Make sure that your cell phone is fully charged then turn it off. A cell phone is a distraction and the driver must concentrate on the driving task. The same thing goes for the radio, turn it off. The biggest distraction is talking to another passenger in the car, so putting passengers in the trunk would be a the best remedy for the situation. Start with your mother-in-law.

Know where you are going before you put the key in the ignition. This is not a time to be checking maps or the GPS. Plan your route before you get behind the wheel. Also, if you can drive in the daytime, do so. Night driving in the snow becomes an exponential problem. Night driving while blindfolded is a super exponential problem and a Fear Factor challenge.

And most importantly, put on your seat belt. Safety first. Danger last.

For long term winter driving, a winter car care kit is essential. Here is a check list of items to have in the car, just in case you are stuck in the elements for an extended period. They include:

1. a flashlight (with extra batteries)
2. a shovel
3. a bad of sand or kitty litter–for traction
4. road flares
5. jumper cables
6. blankets
7. a change of clothes
8. food and water
9. a towing chain or ropes
10. matches

Here is a list of things you do not need in a winter car care kit:

1 Suntan lotion
2. Insecticide
3. Cocktail umbrella
4. Hula skirt
5. Mambo records

Realize that it will take up to 12 times longer to stop in the ice and snow.
Adjust your stopping distance accordingly.

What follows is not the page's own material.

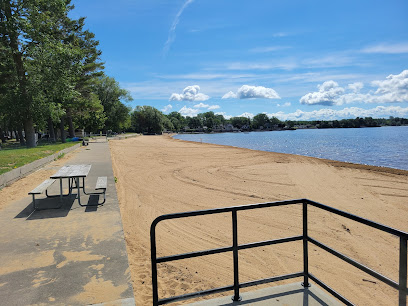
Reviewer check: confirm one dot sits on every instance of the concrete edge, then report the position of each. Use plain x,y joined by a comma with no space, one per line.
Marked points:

Now that you and your car are set to drive, here are a few tips to survive on the road.

First, turn on all running lights. It is better to see and be seen. A well lit object is easier seen than a darkened one. If you don't believe that is true.play baseball at night.

Realize that driving in the ice and show will take longer and plan your time accordingly. Think like the tortoise, slow and steady wins the race. Drive the same speed as the main flow of traffic, never passing or weaving from lane to lane. This is not a race and you are not an Indy driver.

Drive with both hands on the wheel. Two hands means better control. Three hands would be the best control. Four hands is just overkill.

Downshift the vehicle instead of using the brakes as a way to slow down. Braking should be done in a smooth and light manner, slow and steady for maximum effect. Anti-lock brakes keep a car from skidding from side to side, they are not super reactive braking systems. Technically, ABS are actually an Anti Skid System. But nobody wants the initials for an Anti Skid System on their car.

Realize that it will take up to 12 times longer to stop in the ice and snow. Adjust your stopping distance accordingly.

Give yourself as much space as possible. The three-second rule for following distance should be quadrupled. When the weather is really bad, I use the 20 minute rule: -I want to be in the house 20 minutes before the bad weather happens. This is also known as the hot cocoa rule, meaning any weather problem can be solved with hot cocoa and a warm blanket.

Adjust your speed for the current weather conditions and anticipate difficult and dangerous situations. Even the best and most experienced drivers get caught in bad weather. If you anticipate the task before you even get behind the wheel and prepare your car and yourself; driving in snowy conditions can be done safely.